Fail tail algorithm


 
Thread Tools Search this Thread
Top Forums Programming Fail tail algorithm
# 1  
Old 11-22-2005
Fail tail algorithm

I am currently working on code that simulates a file tail algorithm since the only way to retrieve the required information is from within a file, and this information needs to be retrieved in as close to real time as possible when the event enters the file. I cannot use system("tail <options>") directly since the file contents have to be read, parsed, and formatted into a different format on the screen.

Currently, the algorithm I am employing is to open the current file (I determine which file is the most recent by constantly polling the date of the files in this directory), "attach" to that file, then read to an end file delimiter, formatting and spitting the output as I go. Once I reach this end file delimiter, I rewind by the length of the delimiter, sleep about 10 ms using nanosleep(), then go back and read again. Unfortunately, the other end user who writes to file doesn't provide any semaphore blocking between the writes, so sometimes my reads don't always grab all the data the first time, and since this file is maintained by another programmer and are unwilling to add a blocking event for me, I've had trouble on/off trying to find the best time between not spiking the CPU, keeping up with the reads fast enough if a lot of data spits through, and also with the on/off problem of not reading all the data in one pass.

I've seemed to notice UNIX's tail has the same problems with not reading in all the data sometimes and some of the lines are not complete depending on the timing, so there doesn't really seem to be any way around that without some kind of synchronization, which I know won't happen since our third party vendors are always very stubborn to change. What I would like to improve though, is the way the file polling is done. While my task doesn't consume a lot of CPU, it still consumes a larger amount than other tasks, and I've tried to use select() which doesn't appear to work on file descriptors for acutal files. Select() never blocks, but keeps returning right away. Is there a "best time" that anyone knows about from UNIX's tail, how long they wait for each poll?

Thanks for your interest in replying:
Chris
# 2  
Old 11-22-2005
You want: each new line as it appears in the file, the full line, correct?

When a C program calls fwrite() or even write, the data is stored in the kernel, not the file. The device I/O happens whenever the kernel decides to do it or is asked to do it.
The kernel also writes data is chunks, not in lines. The chunk wirtten is usually in the size of a disk block or one of some parameters (seen in stdio.h) like BUFSIZ or _DBUFSIZ. This is called a delayed write. It occurs when the kernel needs to reuse the buffer(s).

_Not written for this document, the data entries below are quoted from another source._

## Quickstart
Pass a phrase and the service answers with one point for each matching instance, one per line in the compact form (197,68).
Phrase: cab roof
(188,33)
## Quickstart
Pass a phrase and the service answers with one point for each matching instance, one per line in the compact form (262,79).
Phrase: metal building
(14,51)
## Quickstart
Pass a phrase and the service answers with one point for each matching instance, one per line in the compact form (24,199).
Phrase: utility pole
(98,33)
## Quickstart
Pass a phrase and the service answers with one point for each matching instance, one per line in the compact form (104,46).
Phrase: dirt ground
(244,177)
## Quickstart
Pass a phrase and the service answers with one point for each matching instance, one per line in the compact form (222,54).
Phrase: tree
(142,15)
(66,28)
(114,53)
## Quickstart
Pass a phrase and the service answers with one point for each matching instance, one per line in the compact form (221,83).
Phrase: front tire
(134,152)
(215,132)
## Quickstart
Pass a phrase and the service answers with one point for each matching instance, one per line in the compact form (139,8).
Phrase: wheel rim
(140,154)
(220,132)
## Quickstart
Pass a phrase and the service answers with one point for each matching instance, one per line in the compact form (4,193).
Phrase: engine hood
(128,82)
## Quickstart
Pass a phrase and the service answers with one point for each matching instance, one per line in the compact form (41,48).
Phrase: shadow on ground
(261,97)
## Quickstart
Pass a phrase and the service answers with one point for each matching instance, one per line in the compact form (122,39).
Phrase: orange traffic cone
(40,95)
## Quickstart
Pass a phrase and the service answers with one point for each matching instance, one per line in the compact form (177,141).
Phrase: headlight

This is probably a bad suggestion... but... sync() queues a kernel dump of everything to disk that it has in cache - for all processes. It may have negative performance
implications, except in Linux where sync() is called by fflush() and fdatasync() as well.

Also I do not know if sync() exists for every flavor of unix. I do know that sync is the function called by the update daemon on systems I do know something about.

It sounds to me more like you have a management problem than a coding one. Get your manager to make the other coder add fflush() calls to his file I/O routine(s).

This means that the process doing the writing MUST cooperate to the extent that it calls fflush() on the stream after every fwrite / fputs call.
# 3  
Old 11-22-2005
Actually, fwrite and other stdio routines use a buffer that is private to the process. There is no general way to induce a program to empty its stdio buffers. And sync() never did affect the stdio buffers. On the other hand read() and write() go through the buffer cache or equivalent structure. The data is in core, but it is immediately available to other processes. sync() used to empty the buffer cache. Today sync() might just flush metadata.

As for the original question, why is this real time response needed? What is the consequence of, say, an extra 50 ms delay. How many writes would you expect during an average second? Are there frequent periods several seconds at a time without activity? What OS is in use? Would the 3rd party be willing to unbuffer the data? Can you specify the output file? What happens if the file already exists when the 3rd party program starts?
# 4  
Old 11-23-2005
Quote:
Originally Posted by jim mcnamara
You want: each new line as it appears in the file, the full line, correct?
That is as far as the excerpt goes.